Tuesday, May 25, 2010

Control Dynamic Range With ND Grad Filters

Control Dynamic Range With ND Grad Filters ( Pictured above , Cokin Neutral Density Graduated Filters plus Polarizing Filter a must have for any landscape Photographer)From left to right. Circular Polarizer, ND 8(4 stop) hard edge , ND 8(4 stop) soft edge, ND 4(2 stop) soft edge, ND 2(1 stop) soft edge.
This shot was taken at Spanish Banks , above without any filters and you can see all detail is lost in the sky. Below I tamed the contrast with a ND 8(4 stop) Hard edge Grad Filter plus Polarizer. F22 @ 3.5 sec . iso 100
One of the questions I get asked the most is how do you get such dramatic Sky's with out losing color and detail in the for ground ? The answer , Graduated Neutral Density Filters . The problem we face as Photographers is controlling the dynamic range of light from your brightest highlights to your darkest shadows in one exposure. Unfortunately our camera sensors will not record a drastic Raing of light as our eye sees. what happens is you see a great sunset seen and you take the shot only to review and see nothing as you remember it . Either your sky is bright and washed out or you are left with a nice sky but a black dark colorless for ground . If only there was a way to control this, and there is !

Graduated Neutral Density filter are filters which we hold in front of the lens , they are dark with a neutral grey color on the top half and clear on the bottom half. When I take a shot I can review and see were I have lost detail ( usually in the sky ) I can use the cameras light meter to calculate the difference in stops between the Highlights and shadowes . Once I have done this I will be left with a for ground full of color and detail , The sky will be washed out , now I place the filter in front of the lens using the darker side on top . You will be able to see the change immediately through the view finder. The sky will be brought back to life in all its glory and color!
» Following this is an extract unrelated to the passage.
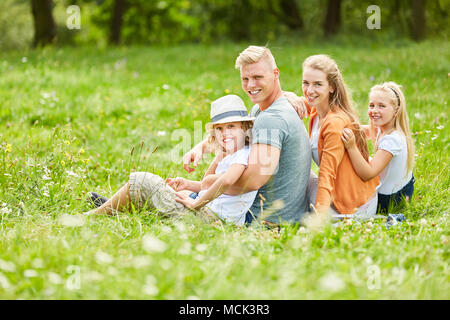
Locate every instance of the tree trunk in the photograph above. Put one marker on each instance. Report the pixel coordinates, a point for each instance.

These filters come in a range from very dark 4 stop to slightly dark 1 stop . The edge of the dark tint will be made with a soft edge ( more gradual change from dark to clear ) or a hard edge ( a very sharp change from dark to clear) . Both have advantages , a straight horizon line with out many obstructions would work well with a hard edge , on the other hand shooting a mountain seen would work great with the soft edge in order not to darken the mountains to much. Cokin and Sing Ray are two company's that specialize in these types of filters , they both make a wide range. Also note that a good circular polarizing filter is also a must to cut glare and saturate color . I also use a stable tripod and a remote release ( the remote release fires the shutter with out me touching the camera) to ensure tack sharp shots especially at slow shutter speeds.
I hope this is a tip that we can all use to help us achieve better Land Scape Photographs , Now just get out there and shoot !!